Aidan Walsh has said he intends to take some time before considering where to go next. However, his style is so well suited to the amateur game it would be a shame to see him move over yet. Having only come onto the Irish senior squad in the last two years, the 24-year-old has the potential to go further still in Paris and, with Sport Ireland podium funding of 40,000 euro surely secured as a result of his bronze medal, there could be enough pull to keep the vest on.

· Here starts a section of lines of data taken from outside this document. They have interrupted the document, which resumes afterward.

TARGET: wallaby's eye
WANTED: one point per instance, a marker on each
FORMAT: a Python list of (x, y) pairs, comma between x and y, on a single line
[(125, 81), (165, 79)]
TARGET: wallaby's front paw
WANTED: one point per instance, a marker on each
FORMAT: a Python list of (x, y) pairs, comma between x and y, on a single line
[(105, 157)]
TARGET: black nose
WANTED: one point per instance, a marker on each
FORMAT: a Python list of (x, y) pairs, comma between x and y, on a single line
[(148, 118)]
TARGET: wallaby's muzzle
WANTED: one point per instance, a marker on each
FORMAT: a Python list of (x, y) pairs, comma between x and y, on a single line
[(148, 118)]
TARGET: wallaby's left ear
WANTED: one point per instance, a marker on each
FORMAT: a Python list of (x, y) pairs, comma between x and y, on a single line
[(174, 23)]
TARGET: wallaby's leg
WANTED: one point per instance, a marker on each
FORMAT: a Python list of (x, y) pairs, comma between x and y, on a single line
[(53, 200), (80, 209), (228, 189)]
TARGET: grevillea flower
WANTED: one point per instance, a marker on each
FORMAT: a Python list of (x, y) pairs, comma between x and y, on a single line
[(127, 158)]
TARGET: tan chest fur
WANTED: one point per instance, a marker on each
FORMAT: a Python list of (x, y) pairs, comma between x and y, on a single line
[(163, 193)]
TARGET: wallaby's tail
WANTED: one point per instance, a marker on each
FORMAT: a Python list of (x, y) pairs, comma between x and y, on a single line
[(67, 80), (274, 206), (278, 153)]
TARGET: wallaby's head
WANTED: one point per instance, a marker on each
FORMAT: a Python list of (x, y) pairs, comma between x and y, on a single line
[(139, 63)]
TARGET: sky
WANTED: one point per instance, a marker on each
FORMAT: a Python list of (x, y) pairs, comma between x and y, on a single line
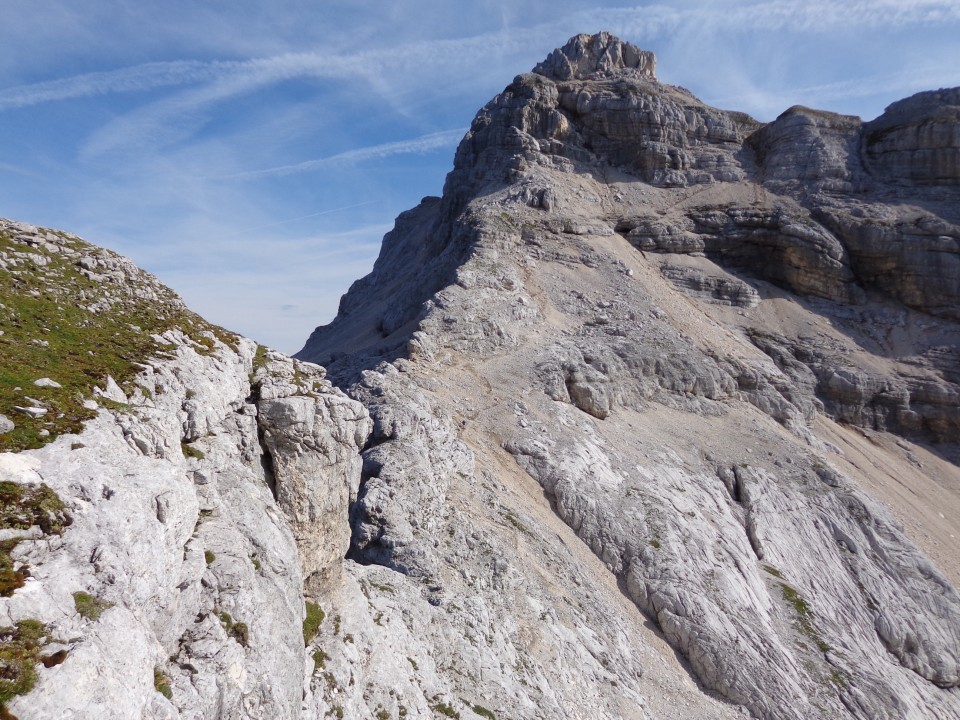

His sister Michaela also has a big decision to make. She has had her heart set on an Olympic medal from the earliest of days, and would be 31 if she got to Paris – the same age as Kellie Harrington.

Having been around the amateur circuit for so long, Walsh is bound to be weighing things up, though sticking around for another crack – especially if Aidan does too – is bound to be a huge temptation.

Team captain Brendan Irvine has been the best flyweight in Ireland since bursting onto the scene in 2015. In the time between, he has boxed at every major competition going, including the Olympic Games twice – a massive achievement.

His coach at St Paul’s boxing club, Ralph McKay, believes there could be a third Olympics in him – if he is looked after by Sport Ireland.

Emmet Brennan has signalled his intention to continue boxing, though whether that is amateur or pro remains to be seen, while 24-year-old Aoife O’Rourke could be a major middleweight medal prospect in three years’ time.